南宮毛毛不知道陳某人對外國人地觀感, 所以很直觀地認為, 這是陳太忠為了自己的馬子強行出頭了, 這可是一份不小的人情。
其實那小玟不過就是跟他做了幾夜的露水夫妻而已, 甚至連露水都談不上, 就是一夜情或者幾夜情, 說份量是真沒什麽份量, 但是他看重的是個面子。\\\
陳太忠很吊, 這個事實南宮毛毛非常清楚, 吊到不賣孫姐的面子, 吊到邵總都要三番五次來找人求其出手, 這麽吊地人, 卻是為了自己的面子, 二話不說地出手了, 這份情, 他得領!
"找就找唄, 我還怕他們不成?”陳太忠哼一聲, 撇一撇嘴巴, "實在是剛才人太多, 我不想把事弄大而已。”
"陳哥我是服了您了, ”那高大漢子的嘴可是不慢, 借著坡就上來了, 他只是一個做外貿業務的小老板, 見風使舵倒也沒什麽苛磣的, "身手棒, 學問也高。”

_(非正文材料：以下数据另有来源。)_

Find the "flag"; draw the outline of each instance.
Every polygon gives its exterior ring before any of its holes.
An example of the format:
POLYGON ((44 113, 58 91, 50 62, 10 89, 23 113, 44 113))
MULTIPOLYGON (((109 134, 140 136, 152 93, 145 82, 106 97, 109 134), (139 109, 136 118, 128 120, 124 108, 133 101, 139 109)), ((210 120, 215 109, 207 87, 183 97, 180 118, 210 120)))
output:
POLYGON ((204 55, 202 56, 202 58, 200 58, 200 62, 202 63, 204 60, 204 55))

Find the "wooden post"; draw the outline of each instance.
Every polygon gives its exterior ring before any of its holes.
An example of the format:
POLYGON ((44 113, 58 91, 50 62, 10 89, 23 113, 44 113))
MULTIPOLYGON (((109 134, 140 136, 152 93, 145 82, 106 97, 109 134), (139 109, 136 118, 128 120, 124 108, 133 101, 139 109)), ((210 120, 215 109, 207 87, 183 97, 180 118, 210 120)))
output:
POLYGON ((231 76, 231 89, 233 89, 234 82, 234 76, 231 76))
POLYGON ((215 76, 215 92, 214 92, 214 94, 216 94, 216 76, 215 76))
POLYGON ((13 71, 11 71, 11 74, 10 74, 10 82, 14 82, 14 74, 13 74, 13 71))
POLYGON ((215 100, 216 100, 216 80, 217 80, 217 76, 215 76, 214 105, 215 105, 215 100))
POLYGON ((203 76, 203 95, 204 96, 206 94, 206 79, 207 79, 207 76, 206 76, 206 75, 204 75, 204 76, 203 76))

陳太忠咧咧嘴, 勉強算是個笑意, 不過很顯然, 他現在沒有笑的心情, 所以這個表情, 倒是顯得他整個人有些傲慢, 只是, 誰又會在乎他的傲慢呢?京城人有自己的優越感, 但是同時, 他們也是最懂得尊重強者的。
倒是南宮毛毛有點不滿意地看看小玟, 淡淡地發話了, "我說, 那是怎麽回事啊?好端端地那倆就衝進來找你?”
"我也不知道, 昨天他們就找過我, 說是看我好看要請我喝酒, ”小玟委屈地撅撅嘴, "不過看人那麽多, 我就跑了, 以前就有人被他們弄得大出血過……”

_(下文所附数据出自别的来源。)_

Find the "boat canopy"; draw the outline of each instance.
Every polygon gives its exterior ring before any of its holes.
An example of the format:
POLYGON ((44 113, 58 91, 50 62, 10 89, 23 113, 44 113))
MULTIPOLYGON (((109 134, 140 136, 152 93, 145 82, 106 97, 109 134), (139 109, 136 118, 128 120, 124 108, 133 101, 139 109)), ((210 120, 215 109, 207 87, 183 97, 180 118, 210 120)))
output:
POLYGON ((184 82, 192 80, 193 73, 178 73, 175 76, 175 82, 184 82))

她撅嘴地時候, 厚實的嘴唇顯得越發地厚了, 倒是跟那些黑人地厚嘴唇有得一比, 可見這年頭, 果然是沒有無緣無故的愛。
"這幫孫子, ”南宮毛毛哼一聲, 這一刻, 他想說點什麽, 可是嘴皮子動動, 最終還是歎一口氣什麽也沒說他能說什麽呢?
"科委地事兒, 我幫你打聽打聽吧, ”他轉頭看看陳太忠, 這也是他唯一能表達出謝意的地方了, 不過這不是他地強項, 想幫忙也未必就能幫上。
這裡面也是有講究的, 京城不好混, 哪個口子有哪些人, 那都是有說道的, 貿然插手別人的地盤, 犯忌諱!他最該做的, 其實是把陳太忠引見給該引見的人。可是眼下這麽做, 卻是拿不出手了, 因為他要引見的話, 相當於把陳太忠送給別人, 讓人家再刁難幾天盤剝一陣不是朋友該做的事!
"既然不方便就不用了, 我直接上門吧, ”陳太忠很果斷地搖搖頭, 順手拿起一瓶啤酒, 手指一動頂開瓶蓋, 向自己的嘴裡咕嘟咕嘟地倒著。\\\
擱在一個小時以前, 他要是這麽開啤酒, 難免會被人認為是賣弄, 可是眼下大家卻是覺得很正常了, 這家夥真的手上有功夫。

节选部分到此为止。